VAR has the advantage over diffusion models in better human-perceived semantic fidelity and quality.

(1) Firstly, in terms of fidelity metrics as PSNR and SSIM, VARSR performs similarly to SeeSR and outperforms all other diffusion methods on DIV2K and DrealSR datasets (Tab.1). However, existing fidelity metrics have limitations in measuring human perceptual quality. Fig.4 shows that images with higher human perceptual quality may not score well on fidelity metrics, as overly smoothed images tend to perform better. These limitations have been confirmed in previous studies (e.g., SUPIR in CVPR2024, Pipal in ECCV2020), and mathematical derivations verify the contradiction between fidelity and quality (The Perception-Distortion Tradeoff in CVPR2018).

(2) Secondly, user study and numerous examples support VARSR's superiority in maintaining spatial structure and preserving semantics. In Tab.10 (user study), the results of VARSR align more closely with human preferences. In Fig.5/15/16/17, examples illustrate that VARSR excels in generating textures faithful to the original image, outperforming diffusion models. In the last two rows of Fig.5, only VARSR accurately restores architectural semantics and smooth details. In the 2nd and 3rd cases of Fig.17, VARSR generates clear foliage and walnuts, while diffusion methods exhibit illusion issues (SeeSR produces fabricated content). These results highlight VARSR's superior preservation of semantics and spatial structure.

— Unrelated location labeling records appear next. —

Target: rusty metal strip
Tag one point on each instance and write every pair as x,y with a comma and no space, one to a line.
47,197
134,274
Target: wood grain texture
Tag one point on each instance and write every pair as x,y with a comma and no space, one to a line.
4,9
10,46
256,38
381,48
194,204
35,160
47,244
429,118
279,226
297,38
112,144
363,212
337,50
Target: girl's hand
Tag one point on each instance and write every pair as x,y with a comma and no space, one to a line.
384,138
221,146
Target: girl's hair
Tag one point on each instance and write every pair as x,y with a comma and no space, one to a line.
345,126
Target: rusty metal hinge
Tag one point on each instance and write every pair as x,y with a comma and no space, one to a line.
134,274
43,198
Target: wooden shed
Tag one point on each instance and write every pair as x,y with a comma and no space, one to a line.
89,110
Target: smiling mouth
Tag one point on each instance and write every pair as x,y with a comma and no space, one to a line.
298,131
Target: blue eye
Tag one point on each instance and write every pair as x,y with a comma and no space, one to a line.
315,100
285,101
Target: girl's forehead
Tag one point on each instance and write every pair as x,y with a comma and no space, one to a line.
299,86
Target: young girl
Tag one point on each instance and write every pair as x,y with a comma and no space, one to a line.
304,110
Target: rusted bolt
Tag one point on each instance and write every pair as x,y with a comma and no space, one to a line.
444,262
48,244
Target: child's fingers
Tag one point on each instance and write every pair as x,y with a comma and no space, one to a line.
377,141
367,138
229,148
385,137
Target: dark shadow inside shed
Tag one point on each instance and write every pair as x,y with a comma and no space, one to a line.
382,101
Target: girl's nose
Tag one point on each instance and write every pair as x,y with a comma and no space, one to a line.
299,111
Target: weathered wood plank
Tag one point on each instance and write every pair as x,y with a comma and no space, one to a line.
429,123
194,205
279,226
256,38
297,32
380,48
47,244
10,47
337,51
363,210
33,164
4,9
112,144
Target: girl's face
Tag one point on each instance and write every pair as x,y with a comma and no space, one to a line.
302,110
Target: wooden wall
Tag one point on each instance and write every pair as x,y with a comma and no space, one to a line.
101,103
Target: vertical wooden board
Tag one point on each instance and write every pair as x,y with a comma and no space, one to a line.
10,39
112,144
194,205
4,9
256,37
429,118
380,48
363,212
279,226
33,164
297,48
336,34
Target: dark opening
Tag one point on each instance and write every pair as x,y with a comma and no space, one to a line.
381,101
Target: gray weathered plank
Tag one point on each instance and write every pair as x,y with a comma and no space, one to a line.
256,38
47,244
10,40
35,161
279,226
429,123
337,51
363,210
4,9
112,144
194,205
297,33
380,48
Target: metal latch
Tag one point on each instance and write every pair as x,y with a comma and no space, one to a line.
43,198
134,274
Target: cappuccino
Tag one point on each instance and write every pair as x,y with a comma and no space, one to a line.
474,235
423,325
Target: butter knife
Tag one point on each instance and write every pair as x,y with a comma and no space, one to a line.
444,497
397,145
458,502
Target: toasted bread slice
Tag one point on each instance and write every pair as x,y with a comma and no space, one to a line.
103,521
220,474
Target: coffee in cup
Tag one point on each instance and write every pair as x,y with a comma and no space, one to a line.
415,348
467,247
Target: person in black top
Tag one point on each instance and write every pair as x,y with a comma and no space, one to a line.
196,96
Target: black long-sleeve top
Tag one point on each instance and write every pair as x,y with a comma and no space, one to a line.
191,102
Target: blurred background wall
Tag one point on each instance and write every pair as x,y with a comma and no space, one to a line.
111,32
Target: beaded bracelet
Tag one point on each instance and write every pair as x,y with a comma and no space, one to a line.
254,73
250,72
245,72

A3. Efficiency Comparison.

Thanks for your comments. We believe that the superior efficiency of VARSR lies in the advantages of the VAR framework over the standard diffusion framework. Therefore, there is no need to compare with models that are optimized to enhance efficiency for a specific framework. This is because these efficiency designs can also be applied to VARSR to further improve efficiency. For example, one-step diffusion models (e.g., OSEDiff in NIPS2025 and SinSR in CVPR2024) often undergo knowledge distillation to match the performance of multi-step generation. Our VARSR can also adopt this approach to simplify the inference steps (e.g., reduce the inference scales).

Tab. 3 and the explanations (lines 380-384/407-413) demonstrate VARSR's notable efficiency enhancements over diffusion models, validating our motivation. Compared to the one-step diffusion method SinSR (refer to A1 to Reviewer vbZD), VARSR outperformed in most metrics, showcasing its effectiveness.

A4. Motivation.

VAR provides a novel and effective approach for addressing ISR tasks, offering advantages over diffusion models rather than a straightforward substitute. Our work is just an initial attempt, and there is vast potential for further leveraging VAR in ISR tasks. In addition to the advantages in preserving structural features and efficiency, as you mentioned, VAR aligns the generative paradigm for both vision and text. Thus, we believe that VAR has the potential to be integrated with LLMs, enabling the direct utilization of human preferences to guide ISR through optimization forms such as DPO or GRPO, which is a promising avenue for future research.

最终决定

This paper introduces visual autoregressive modeling to image super-resolution. The paper originally received 2xWeakReject and 2xWeakAccept. The main concerns include unfair comparison, unclear motivation, insufficient evaluations, reliance on diffusion, etc. The authors have provided rebuttals. Afterward, all reviewers keep their ratings. In the discussion phase, Reviewer yFzJ acknowledge that although this method currently relies on the diffusion refiner, it first introduces VAR to ISR and establishes a strong baseline for future research. Considering the rebuttal and discussions from all reviewers, ACs recommend accepting this paper. The authors are suggested to carefully revise the paper and incorporate newly conducted experiments according to the comments and discussions.